The first time Wallace laid eyes on Meili was in the lobby of the Conrad Hong Kong hotel in July 2002. He and his art partners were there on business, the first time they’d returned to Hong Kong since the sale of Dead or Alive—even longer still since all five of them had been in this city together. Matthew, Leo, and Phil were apprehensive as hell about returning. But it couldn’t be helped. The group was negotiating the purchase of a valuable painting from an elite art gallery. The owner refused to make the sale unless he met with the entire partnership. The profit made it worth the trip. Besides, they were staying in Hong Kong’s affluent business and shopping district, nowhere near Kowloon, where Cai Wen’s office had been.

As the established art connoisseur of the group, not to mention the investment banker with the most economic experience, Wallace made the preliminary visit to the gallery alone to view the painting and to meet with the gallery owner. While he was in the area, he stopped into a few other high-end galleries to check out the works being displayed.

He returned to the hotel to see Meili sitting in the lobby.

She clearly didn’t fit in with the wealthy business crowd who frequented the Conrad. She looked like a beautiful, misplaced waif, sitting on a plush chair, wearing a pseudosophisticated suit he suspected she’d bought secondhand, and trying to act natural—as if she belonged there. Sipping at a glass of wine, she kept one hand on the canvas of a painting she’d propped up against the chair.

Wallace would have approached her, but she approached him first.

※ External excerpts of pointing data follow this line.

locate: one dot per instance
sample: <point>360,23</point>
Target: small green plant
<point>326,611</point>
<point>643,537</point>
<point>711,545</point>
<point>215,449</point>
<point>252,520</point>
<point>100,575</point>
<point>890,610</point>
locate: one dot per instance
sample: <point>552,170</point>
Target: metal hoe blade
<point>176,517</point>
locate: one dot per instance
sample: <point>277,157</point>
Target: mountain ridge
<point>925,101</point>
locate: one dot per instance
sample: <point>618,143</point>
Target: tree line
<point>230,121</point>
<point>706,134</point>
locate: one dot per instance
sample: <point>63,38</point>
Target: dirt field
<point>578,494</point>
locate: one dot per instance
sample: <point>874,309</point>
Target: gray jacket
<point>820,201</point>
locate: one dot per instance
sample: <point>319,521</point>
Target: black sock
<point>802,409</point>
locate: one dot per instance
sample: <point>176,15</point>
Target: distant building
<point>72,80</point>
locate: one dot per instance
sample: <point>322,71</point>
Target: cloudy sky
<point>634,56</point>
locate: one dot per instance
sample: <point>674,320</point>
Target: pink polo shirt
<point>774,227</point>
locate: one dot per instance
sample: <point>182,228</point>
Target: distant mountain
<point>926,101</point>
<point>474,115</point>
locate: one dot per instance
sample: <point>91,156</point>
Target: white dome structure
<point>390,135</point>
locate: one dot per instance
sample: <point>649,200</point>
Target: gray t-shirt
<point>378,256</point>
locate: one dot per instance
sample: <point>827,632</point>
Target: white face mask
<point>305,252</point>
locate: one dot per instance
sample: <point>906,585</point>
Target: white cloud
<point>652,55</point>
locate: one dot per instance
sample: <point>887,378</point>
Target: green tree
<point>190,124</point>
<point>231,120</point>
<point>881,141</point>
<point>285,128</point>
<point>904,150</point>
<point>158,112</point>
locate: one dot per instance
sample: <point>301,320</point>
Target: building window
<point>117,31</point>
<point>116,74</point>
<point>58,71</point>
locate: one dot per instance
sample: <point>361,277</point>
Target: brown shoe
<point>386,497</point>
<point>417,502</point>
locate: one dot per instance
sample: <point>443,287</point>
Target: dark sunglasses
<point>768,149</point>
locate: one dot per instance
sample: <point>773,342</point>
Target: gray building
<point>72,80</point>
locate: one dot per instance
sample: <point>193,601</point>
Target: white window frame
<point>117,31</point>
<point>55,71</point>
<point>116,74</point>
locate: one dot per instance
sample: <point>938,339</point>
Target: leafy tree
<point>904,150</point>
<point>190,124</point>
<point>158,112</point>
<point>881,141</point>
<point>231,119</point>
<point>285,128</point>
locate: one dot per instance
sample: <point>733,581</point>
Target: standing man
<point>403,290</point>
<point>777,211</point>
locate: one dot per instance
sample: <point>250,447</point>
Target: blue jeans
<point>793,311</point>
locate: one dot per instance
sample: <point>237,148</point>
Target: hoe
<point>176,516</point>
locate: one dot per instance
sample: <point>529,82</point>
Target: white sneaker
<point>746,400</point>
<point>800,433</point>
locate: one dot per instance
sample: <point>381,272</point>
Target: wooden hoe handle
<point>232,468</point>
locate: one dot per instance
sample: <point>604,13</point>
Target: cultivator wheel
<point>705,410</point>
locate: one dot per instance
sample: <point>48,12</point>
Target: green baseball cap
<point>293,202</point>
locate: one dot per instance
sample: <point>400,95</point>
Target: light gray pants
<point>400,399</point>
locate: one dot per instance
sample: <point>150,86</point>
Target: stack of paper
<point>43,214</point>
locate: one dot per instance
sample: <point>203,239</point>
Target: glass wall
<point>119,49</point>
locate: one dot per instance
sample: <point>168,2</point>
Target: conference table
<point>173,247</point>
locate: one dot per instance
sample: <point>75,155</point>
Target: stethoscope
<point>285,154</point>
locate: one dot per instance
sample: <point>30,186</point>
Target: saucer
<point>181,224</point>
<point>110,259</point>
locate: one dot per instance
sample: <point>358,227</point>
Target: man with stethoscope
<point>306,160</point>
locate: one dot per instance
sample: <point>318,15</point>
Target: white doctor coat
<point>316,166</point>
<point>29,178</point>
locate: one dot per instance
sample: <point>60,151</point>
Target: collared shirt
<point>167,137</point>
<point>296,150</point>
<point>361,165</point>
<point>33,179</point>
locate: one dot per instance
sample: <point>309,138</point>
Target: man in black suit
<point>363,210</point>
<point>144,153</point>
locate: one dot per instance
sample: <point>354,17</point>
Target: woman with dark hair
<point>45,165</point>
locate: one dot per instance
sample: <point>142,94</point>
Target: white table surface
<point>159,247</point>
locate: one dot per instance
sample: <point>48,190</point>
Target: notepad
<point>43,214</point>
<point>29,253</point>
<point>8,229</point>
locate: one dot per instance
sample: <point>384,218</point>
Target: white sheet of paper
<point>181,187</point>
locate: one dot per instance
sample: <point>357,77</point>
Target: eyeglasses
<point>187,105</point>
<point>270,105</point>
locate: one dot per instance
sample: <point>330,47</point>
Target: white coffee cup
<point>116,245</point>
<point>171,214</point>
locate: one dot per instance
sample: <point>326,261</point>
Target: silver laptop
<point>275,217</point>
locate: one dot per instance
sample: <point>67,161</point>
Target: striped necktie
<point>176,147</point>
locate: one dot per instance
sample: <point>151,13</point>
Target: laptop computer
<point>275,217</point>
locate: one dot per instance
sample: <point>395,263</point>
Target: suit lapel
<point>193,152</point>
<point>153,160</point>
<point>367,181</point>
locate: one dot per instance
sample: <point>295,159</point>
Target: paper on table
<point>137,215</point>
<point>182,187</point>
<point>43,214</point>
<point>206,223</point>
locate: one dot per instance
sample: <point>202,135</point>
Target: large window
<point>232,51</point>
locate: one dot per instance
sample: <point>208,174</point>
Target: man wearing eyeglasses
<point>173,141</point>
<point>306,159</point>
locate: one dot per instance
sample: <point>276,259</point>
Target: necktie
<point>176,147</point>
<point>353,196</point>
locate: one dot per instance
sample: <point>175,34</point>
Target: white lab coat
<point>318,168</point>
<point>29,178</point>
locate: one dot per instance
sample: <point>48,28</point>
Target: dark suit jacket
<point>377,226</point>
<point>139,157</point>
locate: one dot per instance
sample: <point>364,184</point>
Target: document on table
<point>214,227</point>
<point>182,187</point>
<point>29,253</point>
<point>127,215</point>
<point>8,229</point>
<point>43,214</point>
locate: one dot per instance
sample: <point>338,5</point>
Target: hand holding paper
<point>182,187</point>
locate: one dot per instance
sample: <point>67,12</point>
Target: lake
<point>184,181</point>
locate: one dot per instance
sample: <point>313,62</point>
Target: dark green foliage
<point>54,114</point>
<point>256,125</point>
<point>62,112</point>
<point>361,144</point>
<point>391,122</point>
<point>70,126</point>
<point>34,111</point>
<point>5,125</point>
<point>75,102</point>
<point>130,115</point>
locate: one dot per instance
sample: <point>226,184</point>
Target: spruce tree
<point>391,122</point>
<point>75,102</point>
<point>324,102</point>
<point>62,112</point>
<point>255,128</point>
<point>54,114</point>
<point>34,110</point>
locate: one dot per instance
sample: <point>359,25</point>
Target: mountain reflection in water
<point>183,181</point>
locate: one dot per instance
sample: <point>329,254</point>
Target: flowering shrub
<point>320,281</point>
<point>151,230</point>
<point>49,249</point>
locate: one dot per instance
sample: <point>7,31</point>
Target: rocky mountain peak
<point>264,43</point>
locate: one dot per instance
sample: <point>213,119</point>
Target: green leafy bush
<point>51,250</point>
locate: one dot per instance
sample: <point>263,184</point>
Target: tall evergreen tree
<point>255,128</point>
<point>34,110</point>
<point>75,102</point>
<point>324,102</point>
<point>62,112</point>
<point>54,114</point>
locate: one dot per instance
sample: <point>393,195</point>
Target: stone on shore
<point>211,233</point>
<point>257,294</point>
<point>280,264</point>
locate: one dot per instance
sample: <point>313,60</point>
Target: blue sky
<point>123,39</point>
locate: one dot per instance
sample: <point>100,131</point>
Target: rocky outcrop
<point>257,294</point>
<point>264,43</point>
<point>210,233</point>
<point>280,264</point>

“Excuse me,” she said in English. “But I understand you’re an American art collector. I have a valuable painting here I’d be interested in selling. It’s a Rothberg.” She held out the painting, which Wallace recognized as one of Rothberg’s earlier works. It wasn’t worth a fortune now—but it could be in the future.

That is, if it was genuine.

Wallace doubted that was the case. This had to be a con. Had Wallace not seen the desperation in the young woman’s eyes, he would have walked away. But he did. So he’d suggested she wait in the lobby while he went up and spoke to his partners to see if they were interested.

Of course they were interested, even though they, too, were certain this was a hoax.

It turned out not to be. Matthew had the painting authenticated, and it was indeed a genuine Rothberg.

The group had argued. Wallace didn’t agree with the strategy they came up with. It might be legal, but it was damned unethical. They were going to lowball the young woman. They saw a chance to make a killing on someone who had no idea of the painting’s worth but was clearly hungry for cash.

Wallace was outnumbered, and the offer was made.

Meili knew they were offering her tens of thousands of dollars less than the value of the painting. She’d told them so in no uncertain terms. And Matthew and Ben had told her to go home and think about it.

She’d called the next day to say she’d gotten a better offer. And that was that.

Except that Wallace couldn’t stop thinking about her.

He’d called her the next day at the phone number she’d given them. And after hearing his apology over the group’s behavior, she’d grudgingly accepted his dinner invitation.

If there was such a thing as instant, head-over-heels love, this had been it. There’d been an instant chemistry between them, and a gravitation to fill the very different, yet equally real, emotional holes in each of their lives.